To ensure the validity of such a normalization process, observe in Fig. 6 that the spread of the data remains the same for both nonnormalized and normalized datasets.

It can be concluded that the nonlinear decision function implemented with r = 3 performed better across the board in terms of accuracy, sensitivity, and specificity over SVM. For the data considered, experimental results reveal that a higher degree in the nonlinearity (r > 3) does not necessarily improve the classification results, but that an increase in processing time is experienced as anticipated: for r = 2 it took about 6 min and for r = 3 it took about 7 min), since it takes more time to generate more weight elements. But it is important to be able to change this degree of nonlinearity if other more data is to be taken into consideration in the future, as more subjects consent to be part of this study. Furthermore, unlike the gradient descent methods, the computational complexity of SVM does not depend on the dimensionality of the input space, which is a powerful characteristic of SVM. However, with the rescaling (normalization) of the data, the NDF method performed at a much faster rate. It is important to emphasize again that once the decision function is generated in the training phase, the same decision function is used in the testing phase. More importantly, with the use of NDF, the process of transforming the input data to a new feature space as required in SVM prior to the classification process is no longer necessary for the case of NDF.

Conclusions

Our study demonstrated the feasibility of detecting seizures on iEEG using an automated detection algorithm based on the gamma frequency range and embedding nonlinear decision functions for classification purposes in a 2D decisional space. We have shown that the power measurement in the gamma range from 36 to 44 Hz contains the necessary information to discriminate seizures with a sensitivity of 96.3%, a specificity of 96.8%, and an accuracy of 96.7%. These results were obtained with a nonlinearity degree of 3 (these are polynomials of the third order), and where the two most discriminating features that constituted the 2D decisional space were determined to be: (1) the time duration (the number of consecutive points) where the value of each given point in the inter-electrode mean signal S μ exceeded the set statistical threshold \( T = \overline{{S_{\mu } }} + \sigma , \) and (2) The maximum value of S μ in that specific interval.

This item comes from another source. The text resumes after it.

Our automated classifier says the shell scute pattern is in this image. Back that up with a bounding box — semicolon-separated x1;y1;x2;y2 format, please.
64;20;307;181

Of particular value is the generalized nature of the algorithm, and its feasibility in the absence of patient-specific training data. This feature is demonstrated most clearly by the test characteristics in patients who were not part of the training data. In general, it is worth mentioning that although only 22% of the files were used randomly for creating the detector, high measures in sensitivity, specificity, and accuracy were achieved. It is also interesting to note that no cross-validation was performed during the training phase of the detector (decision function); yet, good testing results were obtained.

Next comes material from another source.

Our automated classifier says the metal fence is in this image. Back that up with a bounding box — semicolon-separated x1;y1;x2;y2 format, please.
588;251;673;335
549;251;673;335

The computational requirements for creating the nonlinear decision functions during the training phase and the ensuing results during the testing phase reveal additional findings that are quite interesting: the data clusters of seizure files seem more spread out than those data clusters of files not leading to seizures, which clearly prove that seizures which are atypical events obviously vary greatly among subjects, and that such nonlinear decision functions are most capable of delineating such wide-ranging behaviors.

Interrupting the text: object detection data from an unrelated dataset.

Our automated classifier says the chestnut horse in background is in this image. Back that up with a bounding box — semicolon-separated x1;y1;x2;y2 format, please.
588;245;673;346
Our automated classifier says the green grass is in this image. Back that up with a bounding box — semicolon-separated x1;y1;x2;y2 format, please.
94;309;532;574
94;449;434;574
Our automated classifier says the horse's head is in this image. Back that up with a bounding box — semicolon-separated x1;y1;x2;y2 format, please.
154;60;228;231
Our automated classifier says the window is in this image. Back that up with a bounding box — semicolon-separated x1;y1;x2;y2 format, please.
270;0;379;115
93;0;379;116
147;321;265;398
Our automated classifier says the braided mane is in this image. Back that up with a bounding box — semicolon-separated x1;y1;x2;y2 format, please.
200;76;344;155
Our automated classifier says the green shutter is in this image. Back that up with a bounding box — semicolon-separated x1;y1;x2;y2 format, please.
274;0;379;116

The study has so far included 14 patients who underwent two-stage epilepsy surgery with subdural recording, and whose iEEG data were obtained sequentially. We anticipate gaining more insight into the findings reported in this study as more patients in the future will consent to be included in this study. It is expected that as more data are collected, the more understanding will be gained into the clustering characteristics of epileptogenic data. Our future efforts will also be directed toward extending this approach by using the principal component analysis17,25,28 to establish other discriminating dimensions in order to increase the domain of analysis from 2D to 3D or even higher dimensions for more elaborate decision planes.